UNREAL: Baby’s Brown Eyes Turn Bright Blue After Being Given a Potentially Dangerous COVID Treatment

Credit: Chulabhorn Royal Academy/Daily Mail

Bangkok, Thailand – A COVID treatment produced a truly bizarre reaction in a six-month-old baby.

The Daily Mail revealed Tuesday that an infant from Bangkok, Thailand was given a drug called favipiravir after being diagnosed with COVID-19. He was the youngest patient to ever receive the drug.

After receiving the treatment, the baby’s mom noticed that his dark brown eyes had turned a bright blue within 18 hours and alerted doctors. The baby’s eyes returned to their natural color five days after receiving the drug.

An eye examination was reportedly performed after treatment was over.

Doctors claim the baby’s eye color change was due to the antiviral drug releasing a fluorescent chemical that spread in his corneas.

The Daily Mail reported that the exact date of the side effect is unknown but that a report on the infant was published in April 2023 in the journal Frontiers in Pediatrics. The paper said there were no other instances on discoloration or other notable side effects.

No bluish discoloration was observed in other areas such as skin, nails, or oral and nasal mucosa. (COVID) Symptoms improved after three days of favipiravir therapy.

The unnamed infant might have been lucky to escape with only a temporary change in eye color. Common side effects from favipiravir include an increase of uric acid in the body, diarrhea and a low count of white blood cells.
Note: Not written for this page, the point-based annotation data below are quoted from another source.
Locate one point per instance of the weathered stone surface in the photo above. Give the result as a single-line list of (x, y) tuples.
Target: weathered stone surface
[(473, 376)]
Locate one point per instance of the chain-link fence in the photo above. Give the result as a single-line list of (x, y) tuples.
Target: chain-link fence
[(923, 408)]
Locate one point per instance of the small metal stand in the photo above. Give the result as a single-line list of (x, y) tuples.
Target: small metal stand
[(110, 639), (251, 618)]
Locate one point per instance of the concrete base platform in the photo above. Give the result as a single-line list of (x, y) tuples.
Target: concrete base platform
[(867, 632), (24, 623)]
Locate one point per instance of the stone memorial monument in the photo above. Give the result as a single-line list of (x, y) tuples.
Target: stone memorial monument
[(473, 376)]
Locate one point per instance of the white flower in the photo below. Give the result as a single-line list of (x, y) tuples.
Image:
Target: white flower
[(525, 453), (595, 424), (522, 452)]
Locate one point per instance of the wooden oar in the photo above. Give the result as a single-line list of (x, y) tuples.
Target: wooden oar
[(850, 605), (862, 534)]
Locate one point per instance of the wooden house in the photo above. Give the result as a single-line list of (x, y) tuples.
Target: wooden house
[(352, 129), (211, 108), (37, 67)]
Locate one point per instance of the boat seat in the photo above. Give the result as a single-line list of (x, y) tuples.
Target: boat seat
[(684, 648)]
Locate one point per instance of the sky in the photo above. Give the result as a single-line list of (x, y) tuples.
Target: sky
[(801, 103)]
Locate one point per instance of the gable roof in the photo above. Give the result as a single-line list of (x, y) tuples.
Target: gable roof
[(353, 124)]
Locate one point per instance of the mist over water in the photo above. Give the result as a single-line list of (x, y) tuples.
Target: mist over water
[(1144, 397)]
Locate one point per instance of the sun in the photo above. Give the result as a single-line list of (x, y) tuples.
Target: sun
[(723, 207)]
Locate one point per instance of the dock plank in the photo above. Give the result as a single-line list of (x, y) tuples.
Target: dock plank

These combine for 20% of the adverse events.

In addition, favipiravir is most commonly used to treat influenza and Ebola, not COVID-19. Due to these factors, readers will surely wonder why this infant was given this potentially dangerous drug to start with.

The reason why is because favipiravir is the main antiviral given to children infected with COVID in Thailand. It has been also been approved as a COVID treatment in parts of Asia as well.

America began trialing the drug in April 2020 with a small group of 50 people at Brigham and Women’s Hospital as the Mail notes. But favipiravir has not been approved as a treatment for COVID yet in the U.S.

Let’s hope it never is. We should also not be stuffing little babies with other drugs for an illness that is less dangerous to them than the flu.